The Jokhang Temple located in Lhasa, Tibet is otherwise known as the Jokhang Monastery. It is a famous temple and arguably the most popular tourist attraction in Lhasa today. It is also named as a UNESCO World Heritage Site in the year 2000. This great religious structure has undergone gradual reconstruction since it was built in the year 647 though there are some that argue that it probably was founded in 642.
The construction of the Jokhang Temple was promulgated by King Songtsan Gampo. It was then named Rasa Tulnang Tsuklakang, or House of Mysteries in the local vernacular. It is said that valuable Buddhist statues were housed in this temple as dowries for the king’s wives.
It was boarded up in the eighth century by King Langdharma. However, Atisha, a famous master of Buddhism, was known to have taught here beginning in the 11th century. From then on, the Jokhang Monastery has been considered as one of the important, if not the most important, temple in the area.
The Jokhang Monastery was so popular that it became a key center of pilgrimage of Buddhists for several centuries. As the years rolled by the Jokhang Temple itself has survived several attacks. Mongols raided the area several times but the compounds and buildings of the temple survived.

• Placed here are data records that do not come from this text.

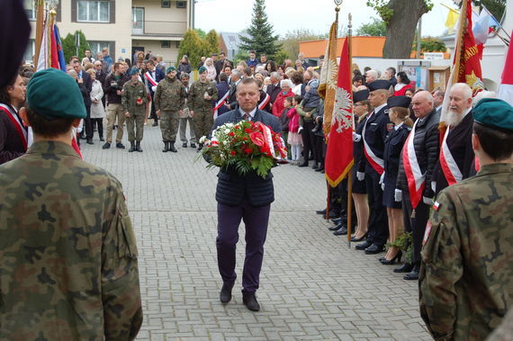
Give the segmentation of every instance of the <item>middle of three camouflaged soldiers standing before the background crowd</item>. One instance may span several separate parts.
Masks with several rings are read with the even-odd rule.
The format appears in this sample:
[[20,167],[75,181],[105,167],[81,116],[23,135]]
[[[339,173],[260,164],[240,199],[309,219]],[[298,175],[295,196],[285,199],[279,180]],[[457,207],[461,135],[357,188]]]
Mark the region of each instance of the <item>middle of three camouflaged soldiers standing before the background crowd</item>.
[[164,141],[163,152],[176,152],[175,140],[178,132],[178,120],[183,113],[185,88],[182,82],[176,78],[175,67],[166,68],[166,78],[158,82],[155,92],[155,110],[160,118],[160,130]]

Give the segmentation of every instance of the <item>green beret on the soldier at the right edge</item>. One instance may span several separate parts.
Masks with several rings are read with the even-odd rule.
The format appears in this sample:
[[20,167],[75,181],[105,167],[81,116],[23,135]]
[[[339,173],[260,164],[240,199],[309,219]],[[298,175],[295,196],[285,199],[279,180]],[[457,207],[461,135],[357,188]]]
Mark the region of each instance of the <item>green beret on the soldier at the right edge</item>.
[[483,98],[473,108],[473,120],[491,129],[513,131],[513,107],[499,98]]

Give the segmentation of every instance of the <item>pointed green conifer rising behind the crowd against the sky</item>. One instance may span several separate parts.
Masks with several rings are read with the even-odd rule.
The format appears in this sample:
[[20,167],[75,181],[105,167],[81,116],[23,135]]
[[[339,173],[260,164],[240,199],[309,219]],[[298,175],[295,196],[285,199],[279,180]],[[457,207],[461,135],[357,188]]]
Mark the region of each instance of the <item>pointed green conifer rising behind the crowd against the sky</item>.
[[273,25],[267,22],[266,0],[255,0],[251,25],[247,28],[249,37],[241,36],[239,49],[255,49],[257,54],[266,53],[268,58],[274,58],[281,48],[277,43],[278,36],[273,34]]

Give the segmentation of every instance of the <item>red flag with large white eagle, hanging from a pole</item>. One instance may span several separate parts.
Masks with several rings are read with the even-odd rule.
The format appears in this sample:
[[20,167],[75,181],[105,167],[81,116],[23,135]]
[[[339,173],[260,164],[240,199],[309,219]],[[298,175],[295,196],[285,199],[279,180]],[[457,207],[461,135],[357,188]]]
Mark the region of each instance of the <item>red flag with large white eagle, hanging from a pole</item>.
[[[353,92],[348,40],[344,40],[338,81],[331,114],[328,150],[325,172],[328,183],[335,187],[342,181],[353,166]],[[326,106],[325,106],[326,108]]]

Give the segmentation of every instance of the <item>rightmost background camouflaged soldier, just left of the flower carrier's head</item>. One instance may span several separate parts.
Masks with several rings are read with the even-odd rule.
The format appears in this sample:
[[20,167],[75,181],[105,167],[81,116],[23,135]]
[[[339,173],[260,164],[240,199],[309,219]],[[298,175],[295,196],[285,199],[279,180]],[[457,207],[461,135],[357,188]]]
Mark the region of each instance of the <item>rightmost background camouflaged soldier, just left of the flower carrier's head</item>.
[[[200,80],[194,82],[189,90],[187,106],[193,117],[194,135],[196,139],[208,136],[213,125],[212,101],[217,101],[218,91],[215,83],[207,79],[206,67],[198,70]],[[202,148],[200,143],[198,149]]]

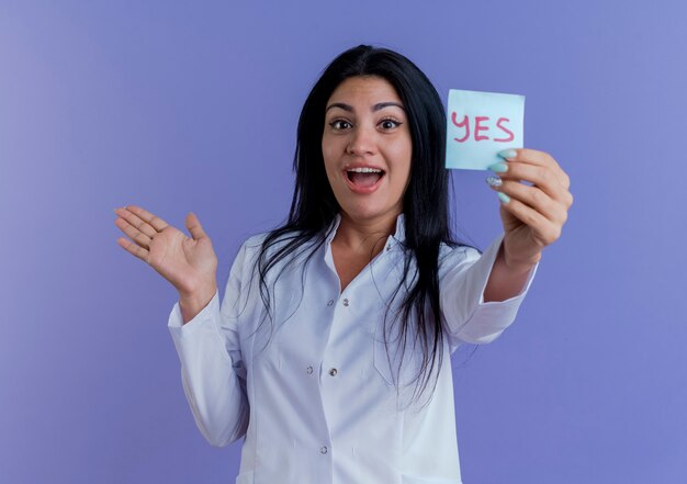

As centuries went by the Jokhang Temple and its surrounding complex has undergone renovation and several changes. The temple complex itself was expanded and today covers an approximate land area of 25,000 square meters. The main temple building itself is four stories high. Interesting enough, the architectural style of the temple reflects influences from China, India, and Nepal.
The temple grounds today is an elaborate labyrinth of many rooms. It is a fact that many of the rooms and areas of the Jokhang Temple have been damaged and consequently rebuilt. However, the original elements including rafters, beams, columns, finials, and doorframes are original and date back to the 7th century.
The main cloister of the Jokhang Monastery is surrounded by prayer wheels which are kept spinning by pilgrims during the day. This would then lead to the main hall of the monastery and eventually to the temple’s main attraction – a five-foot statue of Buddha when he was age 12. This is regarded by the locals and pilgrims alike as the holiest object in all of Tibet.
This image was believed to have been brought to the Jokhang Monastery in 641. It is richly bejeweled image and is flanked by various altars dedicated for the king and his two wives. The third floor of the temple complex also has a statue, that of the protector of Lhasa and the Dalai Lama – Palden Lhamo.